Mijn hart deed pijn. De wonden in mijn hart voelden alsof er zout in werd gewreven. Ik keek naar Kleine Ut, mijn ogen vulden zich met tranen. Ik kon alleen mezelf de schuld geven, wie anders zou ik de schuld kunnen geven...? Ik keerde terug naar het dorp midden in het noordenwindseizoen. Het oude noordenwindseizoen. Het seizoen waarin de mosterdbloemen felgeel bloeiden langs de rivieroever. Ik stond daar, verdiept in gedachten, starend naar Kiens huis. Aan de rivieroever kolkte het water, alsof de golven in mij oprezen...
*
**
Kien gaat trouwen. Zijn bruiloft is een vreugdevolle gebeurtenis die het vredige platteland met opwinding vult. Het is lang geleden dat dit dorp zo'n vrolijke bruiloft heeft meegemaakt. Ik ben blij voor Kien.
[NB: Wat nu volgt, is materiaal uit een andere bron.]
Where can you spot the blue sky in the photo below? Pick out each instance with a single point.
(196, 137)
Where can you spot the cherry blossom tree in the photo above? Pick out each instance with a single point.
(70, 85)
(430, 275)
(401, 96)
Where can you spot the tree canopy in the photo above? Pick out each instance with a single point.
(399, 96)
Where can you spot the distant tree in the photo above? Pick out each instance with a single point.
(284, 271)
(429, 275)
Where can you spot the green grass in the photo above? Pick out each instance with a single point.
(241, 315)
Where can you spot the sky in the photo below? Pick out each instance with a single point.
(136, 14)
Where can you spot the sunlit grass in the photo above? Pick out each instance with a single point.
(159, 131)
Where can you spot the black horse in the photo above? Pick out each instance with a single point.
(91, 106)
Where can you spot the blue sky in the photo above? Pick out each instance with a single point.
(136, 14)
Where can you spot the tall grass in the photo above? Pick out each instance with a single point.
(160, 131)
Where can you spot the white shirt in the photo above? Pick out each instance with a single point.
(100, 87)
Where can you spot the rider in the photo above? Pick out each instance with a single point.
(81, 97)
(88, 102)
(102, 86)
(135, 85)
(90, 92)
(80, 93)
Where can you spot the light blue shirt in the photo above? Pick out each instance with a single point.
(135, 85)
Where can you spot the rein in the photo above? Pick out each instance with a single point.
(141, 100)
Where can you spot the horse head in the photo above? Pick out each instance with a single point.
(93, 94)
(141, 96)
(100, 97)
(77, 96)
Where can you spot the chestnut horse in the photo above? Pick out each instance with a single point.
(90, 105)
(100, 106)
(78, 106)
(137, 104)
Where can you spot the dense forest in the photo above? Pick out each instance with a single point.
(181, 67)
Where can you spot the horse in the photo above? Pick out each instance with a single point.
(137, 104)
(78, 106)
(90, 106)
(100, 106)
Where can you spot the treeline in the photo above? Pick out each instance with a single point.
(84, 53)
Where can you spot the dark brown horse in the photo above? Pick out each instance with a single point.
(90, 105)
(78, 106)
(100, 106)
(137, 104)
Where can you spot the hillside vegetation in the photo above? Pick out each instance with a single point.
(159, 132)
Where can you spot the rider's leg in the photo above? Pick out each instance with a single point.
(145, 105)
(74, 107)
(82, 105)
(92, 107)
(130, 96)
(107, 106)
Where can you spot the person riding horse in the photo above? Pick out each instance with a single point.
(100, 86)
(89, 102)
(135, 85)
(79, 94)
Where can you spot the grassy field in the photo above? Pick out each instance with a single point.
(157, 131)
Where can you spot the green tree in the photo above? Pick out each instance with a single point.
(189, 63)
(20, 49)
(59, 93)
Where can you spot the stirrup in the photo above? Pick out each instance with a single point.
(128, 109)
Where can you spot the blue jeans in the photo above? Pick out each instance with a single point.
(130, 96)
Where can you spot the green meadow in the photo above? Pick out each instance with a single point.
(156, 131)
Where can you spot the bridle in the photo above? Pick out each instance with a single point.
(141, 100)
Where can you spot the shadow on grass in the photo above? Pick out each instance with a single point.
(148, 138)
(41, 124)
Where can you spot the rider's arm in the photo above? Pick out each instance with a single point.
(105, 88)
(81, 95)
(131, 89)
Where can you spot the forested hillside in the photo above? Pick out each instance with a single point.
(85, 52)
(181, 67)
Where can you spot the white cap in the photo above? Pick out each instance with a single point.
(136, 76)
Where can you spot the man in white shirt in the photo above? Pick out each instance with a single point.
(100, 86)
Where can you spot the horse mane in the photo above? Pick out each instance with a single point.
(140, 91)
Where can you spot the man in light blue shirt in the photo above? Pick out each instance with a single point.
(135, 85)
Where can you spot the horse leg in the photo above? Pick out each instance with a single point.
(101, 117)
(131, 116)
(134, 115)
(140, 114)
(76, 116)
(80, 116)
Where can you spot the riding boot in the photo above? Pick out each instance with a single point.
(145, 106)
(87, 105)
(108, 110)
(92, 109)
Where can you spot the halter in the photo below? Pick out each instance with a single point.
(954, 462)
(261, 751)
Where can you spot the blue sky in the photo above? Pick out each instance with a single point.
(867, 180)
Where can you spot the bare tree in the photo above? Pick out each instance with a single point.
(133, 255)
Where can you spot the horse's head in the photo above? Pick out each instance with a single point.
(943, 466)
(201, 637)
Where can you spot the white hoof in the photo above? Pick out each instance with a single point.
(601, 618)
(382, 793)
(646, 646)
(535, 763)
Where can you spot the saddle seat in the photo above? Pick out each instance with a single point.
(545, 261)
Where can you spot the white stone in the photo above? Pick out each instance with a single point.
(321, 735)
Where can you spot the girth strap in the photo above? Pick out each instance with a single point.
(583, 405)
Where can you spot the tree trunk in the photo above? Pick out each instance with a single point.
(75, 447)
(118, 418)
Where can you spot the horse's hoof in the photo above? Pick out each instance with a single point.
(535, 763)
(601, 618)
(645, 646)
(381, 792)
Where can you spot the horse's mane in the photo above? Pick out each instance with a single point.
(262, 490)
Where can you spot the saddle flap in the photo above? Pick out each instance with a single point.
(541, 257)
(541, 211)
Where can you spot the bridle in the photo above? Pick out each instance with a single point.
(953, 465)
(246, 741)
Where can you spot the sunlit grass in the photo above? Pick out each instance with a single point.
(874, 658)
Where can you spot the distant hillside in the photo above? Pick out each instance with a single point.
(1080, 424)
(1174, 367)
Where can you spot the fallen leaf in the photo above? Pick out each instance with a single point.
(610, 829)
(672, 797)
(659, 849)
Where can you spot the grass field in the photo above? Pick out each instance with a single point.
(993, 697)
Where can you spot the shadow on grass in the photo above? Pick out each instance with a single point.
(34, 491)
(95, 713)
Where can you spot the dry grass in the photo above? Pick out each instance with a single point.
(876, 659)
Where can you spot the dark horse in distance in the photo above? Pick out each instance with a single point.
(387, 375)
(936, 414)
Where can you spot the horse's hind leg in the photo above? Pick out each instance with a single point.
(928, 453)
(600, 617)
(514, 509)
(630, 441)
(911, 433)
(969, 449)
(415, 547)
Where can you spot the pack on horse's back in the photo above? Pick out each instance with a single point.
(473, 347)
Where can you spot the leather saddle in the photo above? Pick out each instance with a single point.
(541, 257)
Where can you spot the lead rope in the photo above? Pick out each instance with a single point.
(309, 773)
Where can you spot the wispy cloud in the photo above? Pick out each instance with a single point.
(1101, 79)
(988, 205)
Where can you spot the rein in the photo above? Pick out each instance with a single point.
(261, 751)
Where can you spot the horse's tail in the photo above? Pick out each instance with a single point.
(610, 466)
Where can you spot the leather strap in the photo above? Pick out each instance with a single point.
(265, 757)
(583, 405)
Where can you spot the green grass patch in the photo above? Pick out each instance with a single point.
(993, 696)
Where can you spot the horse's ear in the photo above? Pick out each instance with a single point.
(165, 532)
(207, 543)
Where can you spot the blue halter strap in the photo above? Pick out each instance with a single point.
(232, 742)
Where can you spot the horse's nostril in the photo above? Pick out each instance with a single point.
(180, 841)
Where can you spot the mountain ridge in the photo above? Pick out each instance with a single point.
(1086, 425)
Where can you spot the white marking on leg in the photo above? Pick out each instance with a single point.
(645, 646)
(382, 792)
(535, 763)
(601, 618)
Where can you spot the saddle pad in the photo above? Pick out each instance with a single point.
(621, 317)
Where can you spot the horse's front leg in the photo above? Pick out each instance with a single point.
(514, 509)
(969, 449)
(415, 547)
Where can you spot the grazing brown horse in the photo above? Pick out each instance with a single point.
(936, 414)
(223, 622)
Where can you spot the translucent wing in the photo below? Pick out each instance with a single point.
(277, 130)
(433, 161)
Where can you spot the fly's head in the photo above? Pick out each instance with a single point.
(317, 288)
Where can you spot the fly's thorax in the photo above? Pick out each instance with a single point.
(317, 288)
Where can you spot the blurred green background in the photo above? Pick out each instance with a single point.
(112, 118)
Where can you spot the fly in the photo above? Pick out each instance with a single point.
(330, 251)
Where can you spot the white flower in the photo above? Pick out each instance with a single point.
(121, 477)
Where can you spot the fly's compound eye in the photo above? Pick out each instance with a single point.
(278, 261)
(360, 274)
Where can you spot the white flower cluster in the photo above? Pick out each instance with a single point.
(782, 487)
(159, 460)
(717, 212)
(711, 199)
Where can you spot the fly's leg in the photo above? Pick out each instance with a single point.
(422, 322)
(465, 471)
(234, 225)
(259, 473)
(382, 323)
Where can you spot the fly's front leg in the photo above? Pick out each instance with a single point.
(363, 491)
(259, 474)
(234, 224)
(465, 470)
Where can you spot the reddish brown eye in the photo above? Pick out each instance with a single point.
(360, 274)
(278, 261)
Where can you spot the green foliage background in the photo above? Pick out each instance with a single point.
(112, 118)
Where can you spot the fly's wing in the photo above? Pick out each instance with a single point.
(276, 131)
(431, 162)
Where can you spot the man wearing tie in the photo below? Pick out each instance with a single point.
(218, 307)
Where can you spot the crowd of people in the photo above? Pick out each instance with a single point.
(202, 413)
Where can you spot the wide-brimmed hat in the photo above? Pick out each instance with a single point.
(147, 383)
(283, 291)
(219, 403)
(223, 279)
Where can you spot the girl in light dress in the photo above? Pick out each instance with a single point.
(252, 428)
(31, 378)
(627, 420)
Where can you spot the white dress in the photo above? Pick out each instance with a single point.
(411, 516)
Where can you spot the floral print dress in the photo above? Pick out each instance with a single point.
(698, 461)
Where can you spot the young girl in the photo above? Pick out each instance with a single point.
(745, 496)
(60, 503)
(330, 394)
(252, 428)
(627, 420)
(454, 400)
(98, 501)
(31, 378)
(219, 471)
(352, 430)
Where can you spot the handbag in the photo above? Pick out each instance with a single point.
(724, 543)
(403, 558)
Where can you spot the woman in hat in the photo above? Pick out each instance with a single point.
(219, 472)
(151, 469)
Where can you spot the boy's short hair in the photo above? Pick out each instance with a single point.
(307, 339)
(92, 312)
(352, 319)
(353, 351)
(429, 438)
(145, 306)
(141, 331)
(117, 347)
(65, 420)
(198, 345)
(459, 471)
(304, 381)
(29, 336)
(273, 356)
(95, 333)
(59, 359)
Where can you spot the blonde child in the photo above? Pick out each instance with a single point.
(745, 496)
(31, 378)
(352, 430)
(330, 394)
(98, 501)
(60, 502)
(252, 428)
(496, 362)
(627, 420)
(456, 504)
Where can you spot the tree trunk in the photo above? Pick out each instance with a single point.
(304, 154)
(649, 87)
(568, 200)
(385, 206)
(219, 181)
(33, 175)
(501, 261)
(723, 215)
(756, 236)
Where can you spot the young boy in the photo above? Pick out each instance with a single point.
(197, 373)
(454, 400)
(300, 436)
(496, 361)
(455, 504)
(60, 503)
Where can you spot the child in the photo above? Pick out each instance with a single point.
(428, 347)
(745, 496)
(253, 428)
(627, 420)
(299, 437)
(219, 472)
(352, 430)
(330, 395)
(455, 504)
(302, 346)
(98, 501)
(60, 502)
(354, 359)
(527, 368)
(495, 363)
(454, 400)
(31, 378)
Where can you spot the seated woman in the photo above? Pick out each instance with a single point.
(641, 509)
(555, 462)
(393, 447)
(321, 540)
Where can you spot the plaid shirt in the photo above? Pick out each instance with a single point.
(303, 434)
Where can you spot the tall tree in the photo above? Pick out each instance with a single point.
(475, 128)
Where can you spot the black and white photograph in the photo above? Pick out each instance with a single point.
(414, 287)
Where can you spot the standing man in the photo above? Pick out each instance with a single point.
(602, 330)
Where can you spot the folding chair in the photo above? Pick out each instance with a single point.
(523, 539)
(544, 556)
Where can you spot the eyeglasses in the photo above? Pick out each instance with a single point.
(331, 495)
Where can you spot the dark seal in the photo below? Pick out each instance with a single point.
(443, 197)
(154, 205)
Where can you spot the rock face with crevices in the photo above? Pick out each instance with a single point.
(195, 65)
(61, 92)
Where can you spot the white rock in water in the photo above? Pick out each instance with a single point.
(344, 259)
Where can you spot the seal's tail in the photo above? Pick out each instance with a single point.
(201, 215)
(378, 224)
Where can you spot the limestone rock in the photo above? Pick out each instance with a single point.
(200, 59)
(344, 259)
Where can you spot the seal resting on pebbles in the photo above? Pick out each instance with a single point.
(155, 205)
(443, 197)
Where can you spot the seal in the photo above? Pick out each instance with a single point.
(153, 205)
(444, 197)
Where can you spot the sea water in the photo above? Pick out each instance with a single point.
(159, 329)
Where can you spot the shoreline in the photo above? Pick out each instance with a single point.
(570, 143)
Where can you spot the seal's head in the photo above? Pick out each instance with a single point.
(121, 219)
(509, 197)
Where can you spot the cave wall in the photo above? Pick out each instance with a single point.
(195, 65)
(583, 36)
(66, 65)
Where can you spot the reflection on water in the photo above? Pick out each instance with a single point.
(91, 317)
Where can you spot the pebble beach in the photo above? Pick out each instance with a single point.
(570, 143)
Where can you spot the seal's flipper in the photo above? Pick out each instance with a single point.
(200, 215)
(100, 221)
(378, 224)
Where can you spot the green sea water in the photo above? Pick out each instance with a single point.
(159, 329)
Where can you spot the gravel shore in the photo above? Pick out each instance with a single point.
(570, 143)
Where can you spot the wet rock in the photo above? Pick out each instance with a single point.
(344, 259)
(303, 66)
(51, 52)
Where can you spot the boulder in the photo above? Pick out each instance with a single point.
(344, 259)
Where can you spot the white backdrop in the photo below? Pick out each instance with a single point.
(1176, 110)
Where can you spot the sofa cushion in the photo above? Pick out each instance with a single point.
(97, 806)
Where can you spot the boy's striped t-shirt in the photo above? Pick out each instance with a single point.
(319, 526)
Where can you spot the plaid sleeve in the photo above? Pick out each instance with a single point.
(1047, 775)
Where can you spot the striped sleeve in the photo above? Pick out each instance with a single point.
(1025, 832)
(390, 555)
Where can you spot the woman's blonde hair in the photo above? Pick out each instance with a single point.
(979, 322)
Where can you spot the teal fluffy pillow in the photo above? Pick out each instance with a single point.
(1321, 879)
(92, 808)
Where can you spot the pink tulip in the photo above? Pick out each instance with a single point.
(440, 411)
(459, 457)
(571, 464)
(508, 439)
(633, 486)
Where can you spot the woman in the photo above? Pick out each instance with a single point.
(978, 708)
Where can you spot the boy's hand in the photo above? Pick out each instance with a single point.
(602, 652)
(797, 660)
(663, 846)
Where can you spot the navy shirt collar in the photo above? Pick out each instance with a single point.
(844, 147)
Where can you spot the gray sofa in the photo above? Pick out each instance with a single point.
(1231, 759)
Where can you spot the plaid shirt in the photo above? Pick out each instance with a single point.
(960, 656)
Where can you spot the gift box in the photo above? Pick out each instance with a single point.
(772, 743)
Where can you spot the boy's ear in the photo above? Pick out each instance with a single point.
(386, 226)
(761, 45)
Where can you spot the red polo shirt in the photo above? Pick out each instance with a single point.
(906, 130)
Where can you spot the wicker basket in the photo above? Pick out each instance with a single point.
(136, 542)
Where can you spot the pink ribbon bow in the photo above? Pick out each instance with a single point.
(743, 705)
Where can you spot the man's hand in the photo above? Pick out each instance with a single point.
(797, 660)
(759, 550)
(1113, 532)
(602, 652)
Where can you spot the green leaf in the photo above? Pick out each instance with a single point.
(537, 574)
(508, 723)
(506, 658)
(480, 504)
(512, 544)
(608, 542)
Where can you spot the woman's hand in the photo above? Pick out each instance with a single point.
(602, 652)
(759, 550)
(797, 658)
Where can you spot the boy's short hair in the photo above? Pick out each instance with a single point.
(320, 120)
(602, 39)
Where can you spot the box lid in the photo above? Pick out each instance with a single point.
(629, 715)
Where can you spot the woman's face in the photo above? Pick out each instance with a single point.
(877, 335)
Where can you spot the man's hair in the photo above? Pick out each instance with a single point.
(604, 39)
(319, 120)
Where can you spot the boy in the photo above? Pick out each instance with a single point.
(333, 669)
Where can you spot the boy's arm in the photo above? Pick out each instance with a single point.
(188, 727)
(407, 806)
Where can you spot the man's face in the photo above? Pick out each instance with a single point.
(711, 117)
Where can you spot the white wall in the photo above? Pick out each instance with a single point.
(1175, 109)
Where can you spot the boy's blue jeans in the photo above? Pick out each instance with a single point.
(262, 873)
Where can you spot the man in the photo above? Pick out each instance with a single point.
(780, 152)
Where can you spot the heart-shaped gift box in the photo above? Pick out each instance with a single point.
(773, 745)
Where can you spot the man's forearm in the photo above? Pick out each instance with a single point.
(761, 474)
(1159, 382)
De noordenwind waaide over de brede rivier. Ik stond op de oever, omringd door de gouden gloed van de mosterdbloemen, dagdromend over een toekomst die nooit werkelijkheid zou worden. In mijn kleine, traditioneel gebouwde huis in Zuid-Vietnam zou ik de vloer vegen, het vuur aansteken om rijst te koken, vis te stoven en wachten tot Kien thuiskwam. En avond na avond, in het felle elektrische licht dat op de rivier voor het huis weerkaatste, zou ik Kiens kleren repareren. Elke steek droeg een schat aan verlangen en genegenheid in zich.
De noordenwind liet de mosterdplanten zachtjes wiegen, een lichte bries die me verraste. De zon was opgekomen. En het leek alsof de muziek was verstomd. Ik wandelde rustig naar huis. In mijn oren hoorde ik nog steeds het zachte geluid van mijn moeders versleten bezem die de met bladeren bedekte veranda veegde. Haar schaduw verdween in het zonlicht. De zonneschijn deze maand was betoverend mooi.